January 1, 2011


(Photo stolen out of laziness - thanks Google images)

So a while back, the store had Philadelphia Cream Cheese on sale for 99cents a bar. SUPER DEAL, so I bought a case. The best-by date was Jan 4, and I figured hubby eats cream cheese on a bagel every morning for breakfast, so a bar a week for that, a little extra for when I eat some too, and enough for a cheesecake for the new year. Well, I apparently didn't eat my share, and hubby didn't eat bagels for about 2 weeks, so I was suddenly left with 7 bars of cream cheese, with an impending due-date.

Things I've learned about cream cheese:

1) "Best By" is NOT "expires" and the cream cheese is still good to go for at LEAST a week or two.

2) Cream cheese does NOT freeze well - it still tastes kinda the same, but is NOT creamy upon defrosting... it's kinda grainy and definitely not my favorite.

3) Cheesecake apparently doesn't freeze top notch either, unless you "do it right" - and I'm not sure how that is, so we're not trying.

4) You get a lot of good ideas when you say something like "I have an overabundance of Cream Cheese. Other than Cheesecake... what can I do with it?!?!" on Facebook.

Other ways to use cream cheese (other than bagels and cheesecake, but no better for you really) are:

1) Put it in your mashed potatoes (thank you Gramma!) - we did this tonight, and it was DELICIOUS. Like, best mashed potatoes ever. Like, now a standard ingredient in mashed-potato-ness.

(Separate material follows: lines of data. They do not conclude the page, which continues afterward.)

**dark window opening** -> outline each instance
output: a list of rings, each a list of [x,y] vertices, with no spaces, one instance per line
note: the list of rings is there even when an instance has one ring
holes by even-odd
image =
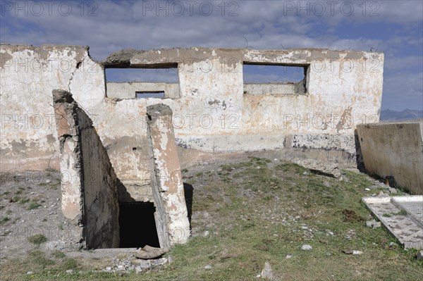
[[[305,65],[248,64],[244,63],[244,83],[298,82],[307,75]]]
[[[243,63],[244,94],[305,94],[308,65]]]
[[[155,68],[106,68],[107,82],[145,82],[153,83],[178,83],[178,67]]]
[[[153,203],[121,203],[119,207],[120,248],[160,247]]]
[[[164,98],[164,91],[157,92],[135,92],[136,98]]]
[[[106,66],[106,96],[116,99],[177,99],[179,73],[177,63],[137,67]]]

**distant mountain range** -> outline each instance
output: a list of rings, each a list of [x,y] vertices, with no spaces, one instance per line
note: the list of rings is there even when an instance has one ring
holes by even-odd
[[[381,121],[397,120],[415,120],[423,118],[423,111],[404,109],[403,111],[394,111],[386,109],[381,111]]]

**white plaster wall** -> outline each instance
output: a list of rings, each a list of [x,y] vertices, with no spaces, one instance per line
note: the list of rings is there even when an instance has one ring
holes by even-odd
[[[130,65],[178,62],[180,97],[122,100],[106,97],[104,68],[89,57],[84,47],[4,44],[0,55],[1,170],[59,167],[57,135],[51,124],[54,125],[51,91],[63,89],[72,93],[92,118],[118,177],[139,200],[151,196],[140,191],[150,178],[146,149],[148,105],[164,103],[171,107],[180,146],[224,153],[281,149],[287,137],[294,135],[352,136],[357,124],[379,120],[381,101],[381,53],[201,48],[147,51],[134,54]],[[51,70],[16,68],[15,60],[24,58],[51,63]],[[69,68],[60,67],[63,61],[68,61]],[[307,93],[244,94],[244,61],[309,65]],[[37,114],[44,118],[41,127],[22,127],[21,123],[7,119]]]

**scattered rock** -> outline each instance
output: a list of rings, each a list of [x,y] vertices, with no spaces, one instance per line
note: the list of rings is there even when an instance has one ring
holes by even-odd
[[[342,211],[344,215],[344,222],[345,223],[358,223],[364,220],[363,218],[357,215],[354,210],[344,209]]]
[[[417,261],[423,261],[423,251],[420,251],[416,255],[416,259]]]
[[[135,266],[135,273],[140,273],[142,271],[142,268],[141,268],[141,266]]]
[[[270,263],[267,261],[264,263],[264,268],[262,270],[262,277],[268,280],[273,280],[273,272]]]
[[[311,246],[310,245],[304,244],[301,246],[301,249],[302,249],[304,251],[310,251],[310,250],[313,249],[313,247]]]
[[[152,267],[152,262],[149,260],[140,260],[139,266],[141,269],[149,268]]]
[[[309,169],[312,173],[340,178],[341,172],[336,163],[326,163],[314,159],[294,159],[293,163]]]
[[[134,256],[135,258],[147,260],[158,258],[168,251],[169,251],[168,248],[155,248],[147,245],[144,248],[139,249]]]
[[[376,221],[376,220],[367,220],[366,222],[366,225],[369,227],[373,227],[373,228],[378,228],[381,226],[381,222]]]
[[[385,177],[385,185],[390,187],[396,187],[395,178],[392,175]]]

2) Make a cheese ball. From what I know, finely grated cheese, cream cheese, little seasoning, mix, roll in nuts - Gourmet! Or you can try an ACTUAL recipe like the one at my fav food blog. OR for a third option: cream cheese, splash of OJ, chopped dried cranberries and chopped pecans rolled into a ball (courtesy Aunt Liz)

3) Mix with milk until the consistency of sour cream, and make dip (like you'd do with sour cream)

4) Layered dip - my friend Anne-Marie suggested cream cheese, chili, cheddar, microwaved until the cheddar melted with fritos - sounded yummy! Or you can go with the 7 layer Mexican standby (and one of my fav's)

5) Mix with milk and use in Scalloped Potatoes (another Gramma suggestion, so I'm sure it's delish)

6) Cheese SPREAD (I think) - Mix cream cheese with spices and then cover with pesto and grated parmesan cheese. Eat it with crackers. Also good with sundried tomatoes in the layers - Courtesy of Mary-Ann :)

7) Breakfast pastry. Essentially, croissants laid out, with cream cheese icing and pie filling on it, and strips of croissant on top. Haven't made it in a LONG time, but it was DELICIOUS with Peach Pie filling when I did.

This week's cream cheese uses:
Stick 1: Added to Mashed Potatoes for dinner tonight (1/3 stick) and dip/cheeseball for visitors tomorrow (2/3 stick)
Sticks 2 and 3: Cheesecake for Sunday's Visitors. (leftovers will be sent home with them. I hope they like cheesecake)
Stick 4: Bagels for hubby to go to work with
Sticks 5 and 6: Cheesecake for visitors next Saturday
Stick 7: Breakfast Pastry for after Church next Sunday

On the shopping list this week... more cream cheese.



Fidelio said...

I just did cheesecake bars to celebrate my sister's baptism anniversary (aka New Year's Day, for the rest of the world). Mine wasn't a surplus situation, though.

However, I did learn another cream cheese fact: one can be short approximately 17% of the recommended amount of the stuff and still get a decent dessert out of it.

Fidelio said...

Oh, also, would these legendary mashed potatoes be tasty as a filling for pierogies?

Betsy said...

lol - good to know on the cheesecake bars! haha. And I've never made pierogies (I think I MAY have eaten them once...), but I am beginning to believe that anything with Cream Cheese added is better than without :-P.